En psicología “reglada” u oficial, cinco son las bases de nuestro bienestar psicológico, a saber: 1) vivir un sentido para nuestra existencia; 2) vivir emociones positivas; 3) vivir relaciones saludables; 4) vivir implicaciones fructíferas y 5) vivir logros positivos.

Generar el sentido de nuestra existencia es un trabajo interno que requiere esfuerzo y disciplina. Si vives una vida en la que se cumplan esas cinco condiciones, estarás viviendo “una existencia madura”.

¿Y cómo llegar a ello?

Todo proceso de maduración personal consiste en la búsqueda de tu propia plenitud y autonomía. “Madurar” es un proceso natural regido, grosso modo, por etapas muy claramente diferenciadas: nacemos siendo vulnerables, y dependemos del cuidado de nuestros mayores hasta una edad bastante avanzada (en comparación con otras especies); crecemos y, mientras lo hacemos, vamos acumulando experiencias y aprendizajes que nos servirán a lo largo de nuestra vida futura; finalmente, nos convertimos en adultos (con o sin la celebración de un “ritual de paso” que varía según sea la cultura a la que estemos adscritos), y pasamos a comportarnos como tales, como adultos, en todas las áreas de nuestra vida cotidiana: laboral, familiar, relacional, económica, social, etc.

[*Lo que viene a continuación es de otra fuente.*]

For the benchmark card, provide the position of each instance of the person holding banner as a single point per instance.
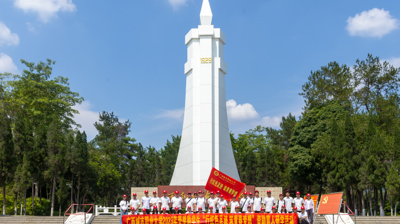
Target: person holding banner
(257, 202)
(288, 202)
(245, 202)
(154, 201)
(298, 202)
(135, 204)
(190, 201)
(124, 204)
(279, 203)
(303, 216)
(234, 204)
(165, 201)
(177, 202)
(269, 201)
(221, 203)
(212, 202)
(201, 202)
(309, 205)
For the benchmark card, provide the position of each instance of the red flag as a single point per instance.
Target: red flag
(223, 183)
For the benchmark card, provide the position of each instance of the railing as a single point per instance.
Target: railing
(99, 210)
(79, 213)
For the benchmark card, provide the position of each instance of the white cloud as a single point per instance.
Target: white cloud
(394, 61)
(86, 118)
(171, 114)
(271, 121)
(7, 64)
(240, 112)
(45, 8)
(372, 23)
(6, 37)
(177, 3)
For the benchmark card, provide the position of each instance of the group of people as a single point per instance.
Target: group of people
(198, 203)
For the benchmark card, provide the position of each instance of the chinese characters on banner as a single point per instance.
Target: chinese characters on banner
(314, 197)
(226, 185)
(207, 218)
(330, 203)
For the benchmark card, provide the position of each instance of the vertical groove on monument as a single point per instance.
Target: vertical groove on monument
(205, 136)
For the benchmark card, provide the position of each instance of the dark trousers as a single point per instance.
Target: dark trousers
(310, 215)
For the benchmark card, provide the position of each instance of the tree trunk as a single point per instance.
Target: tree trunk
(382, 212)
(25, 202)
(4, 199)
(52, 195)
(375, 200)
(16, 204)
(33, 197)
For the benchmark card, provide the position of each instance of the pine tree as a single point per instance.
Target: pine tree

Así, mientras vivimos como adultos, lo hacemos con todas nuestras experiencias y aprendizajes perfectamente integrados en un sistema de creencias y valores propio y autónomo, por el que regiremos nuestra vida.

¿Es siempre así? Obviamente, no. Podemos vivir como adultos y, sin embargo, “arrastrar” procesos que no han seguido pautas integradoras que nos conduzcan a aprendizajes, sino que pautas disgregadoras que nos conducen hacia otra dirección: hacia la secuela en forma de trauma. Es decir: hacia callejones sin salida.

Por suerte nuestro instinto de supervivencia es muy intenso, y siempre lucha por encaminarnos hacia el mejor de los destinos para el ser humano: la plenitud. Alguien que vive en plenitud es alguien que vive completo. Nada le falta, pues, para seguir su camino por la vida o para iniciar uno nuevo tantas veces como sea necesario hacerlo, con mayor o menor esfuerzo, con mejores o peores resultados…

Toda plenitud, pues, es hija de toda experiencia previa que nos configura en lo que somos. Todo ser humano que haya completado los procesos de aprendizaje de su propia vida, habrá logrado construir con ellos su propio sistema de creencias y valores, convirtiéndose así en un ser autónomo. El término “autónomo” proviene del griego autos (propio) y nomos (leyes). Esto es: será un “ser que vive según sus propias leyes y normas, sus propios principios, por medio de los cuales rige su propia vida”. Ello le convierte en un ser completo, en alguien que “no depende” de los aires que le soplen, sino que del suyo propio. Y en alguien “responsable” (del latín responsum –respuesta- más el sufijo –able); es decir: en “alguien capaz de proporcionar respuestas” tan válidas como honestas, auténticas y verdaderas. Un humano maduro es, en suma, consciente de sus potencias, de sus habilidades, pero también de sus límites y de sus incapacidades, sean éstos de pensamiento, palabra u obra. Alguien que ha aprendido a ver y a vivir la vida como su propia e íntima experiencia le ha enseñado, sin dejarse arrastrar por los “deberías” ajenos que no concuerden con su propia madurez. Porque la vida no es lo que suponemos ni lo que nos hagan suponer los demás, sino que, más sencillamente, lo que vivimos.